How to Save a Small Fortune by Buffering Less.
While working for a large client processing several petabytes of data per month, I had the opportunity to attack the primary ingest service with YourKit.
This service is written in Scala and Java and runs on giant expensive AWS instances due mostly to the heap requirements, but also to keep plenty of CPU headroom as this client is performance-sensitive.

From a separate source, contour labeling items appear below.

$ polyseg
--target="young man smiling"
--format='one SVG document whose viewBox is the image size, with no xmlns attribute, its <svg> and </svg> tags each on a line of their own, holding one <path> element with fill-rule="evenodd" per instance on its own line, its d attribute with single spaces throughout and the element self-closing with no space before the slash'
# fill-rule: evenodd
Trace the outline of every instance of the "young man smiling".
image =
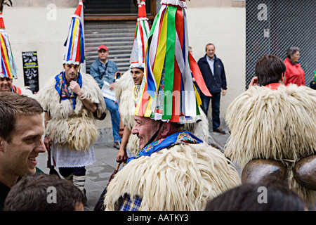
<svg viewBox="0 0 316 225">
<path fill-rule="evenodd" d="M 35 174 L 43 142 L 43 112 L 34 99 L 0 91 L 0 210 L 11 188 L 21 176 Z"/>
</svg>

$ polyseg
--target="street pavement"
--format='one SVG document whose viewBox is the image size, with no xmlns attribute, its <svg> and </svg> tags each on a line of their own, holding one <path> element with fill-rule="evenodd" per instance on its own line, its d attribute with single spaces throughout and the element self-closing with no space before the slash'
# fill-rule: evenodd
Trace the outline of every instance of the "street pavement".
<svg viewBox="0 0 316 225">
<path fill-rule="evenodd" d="M 224 129 L 225 127 L 224 127 Z M 225 129 L 227 131 L 227 129 Z M 229 134 L 221 134 L 210 131 L 215 142 L 223 147 L 229 137 Z M 96 162 L 86 167 L 86 179 L 85 188 L 86 190 L 87 202 L 86 211 L 93 211 L 102 192 L 107 186 L 109 179 L 117 165 L 116 162 L 118 150 L 113 148 L 113 143 L 105 143 L 94 146 Z M 37 157 L 37 167 L 46 174 L 49 173 L 47 168 L 47 153 L 39 154 Z M 237 167 L 240 174 L 240 170 Z M 56 169 L 58 171 L 58 169 Z"/>
</svg>

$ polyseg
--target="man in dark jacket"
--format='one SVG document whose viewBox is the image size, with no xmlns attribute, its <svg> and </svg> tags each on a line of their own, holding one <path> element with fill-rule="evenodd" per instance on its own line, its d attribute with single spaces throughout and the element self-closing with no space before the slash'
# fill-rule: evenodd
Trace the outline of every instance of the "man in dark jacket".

The first thing I noticed was most of the heap usage was generated in one small spot: a custom InputStream that performs a checksum on the data. It was issuing a read() with a buffer size of 5MB. Conventional Java wisdom says anything beyond a fairly small buffer is usually a waste, and we confirmed this with simple benchmarks. We ended up dropping this to 8k with absolutely no performance degradation. The result of this single change is dramatic:
The second thing I noticed with this piece of code was that it was doing date calculations inside the read loop in order to support a debug logging statement that was normally disabled. Getting the current time requires a relatively slow system call to make in a tight loop. We simply removed this code as superfluous.
Third, to add insult to injury, YourKit made it obvious that the AWS SDK had debug logging enabled but output disabled. So, while there was no actual debug log output, very expensive debug statements were being evaluated. We deployed a log4j.properties to shut this off and, with the time calls also removed, saw our CPU usage drop in half and our performance double:
As a result of a day or so of profiling, tuning, and testing, we were able to downsize an entire fleet of expensive instances saving many thousands of dollars per month while still providing better performance.